1967 kam Luis Buñuels "Belle de jour" erstmals ins Kino und hat auch bei seiner Wiederaufführung 50 Jahre später nichts von seiner Faszination verloren. Im Mittelpunkt steht die von Catherine Deneuve bravourös gespielte Séverine, eine junge Frau, die hin- und hergerissen ist zwischen kühler Moral und perversen Gelüsten. Es sind krasse Gegensätze, die diesen Film beherrschen und dabei nicht einfach aufeinanderprallen, sondern sich auf irritierende Weise durchdringen.

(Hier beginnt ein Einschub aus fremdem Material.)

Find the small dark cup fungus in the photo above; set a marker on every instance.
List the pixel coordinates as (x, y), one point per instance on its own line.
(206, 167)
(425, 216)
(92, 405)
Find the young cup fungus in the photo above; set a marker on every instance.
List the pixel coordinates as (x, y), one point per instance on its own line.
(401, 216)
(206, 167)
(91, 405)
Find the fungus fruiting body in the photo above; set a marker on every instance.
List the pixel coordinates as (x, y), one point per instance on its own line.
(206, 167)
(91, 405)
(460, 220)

Trieb und Anstand, Traum und Wirklichkeit – dies sind die Pole, zwischen denen Buñuel das Seelenleben der Protagonistin vor den Zuschauern ausbreitet. Während Séverines bürgerliche Existenz zu Beginn anmutet wie ein zur Seifenoper aufgeblasenes Idyll, wird dieses biedere Leben doch von Anfang an von surrealen, oftmals masochistischen Fantasien begleitet. Die Grenzen, falls es sie hier jemals gab, verschwimmen immer mehr und stellen so manche sicher geglaubten Gewissheiten in Frage.

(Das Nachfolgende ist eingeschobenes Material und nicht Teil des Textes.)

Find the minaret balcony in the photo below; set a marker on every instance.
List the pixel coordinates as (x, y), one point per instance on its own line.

"Belle de jour" ist ein ambivalenter Tagtraum, befreiend und erschreckend zugleich. Neben Deneuves darstellerischer Leistung sowie der betörenden Atmosphäre bietet der Film mit Sacha Viernys anspielungsreicher Bildgestaltung einen weiteren Höhepunkt. So erweist sich Buñuels Klassiker auch ein halbes Jahrhundert nach seiner Uraufführung als unergründliches Meisterwerk.

Fazit: Mit "Belle de jour" kehrt ein echter Klassiker auf die Kinoleinwand zurück. Luis Buñuels Meisterwerk fasziniert mit seiner betörende Atmosphäre, surrealen Einfällen sowie einer großartigen Catherine Deneuve in der Hauptrolle.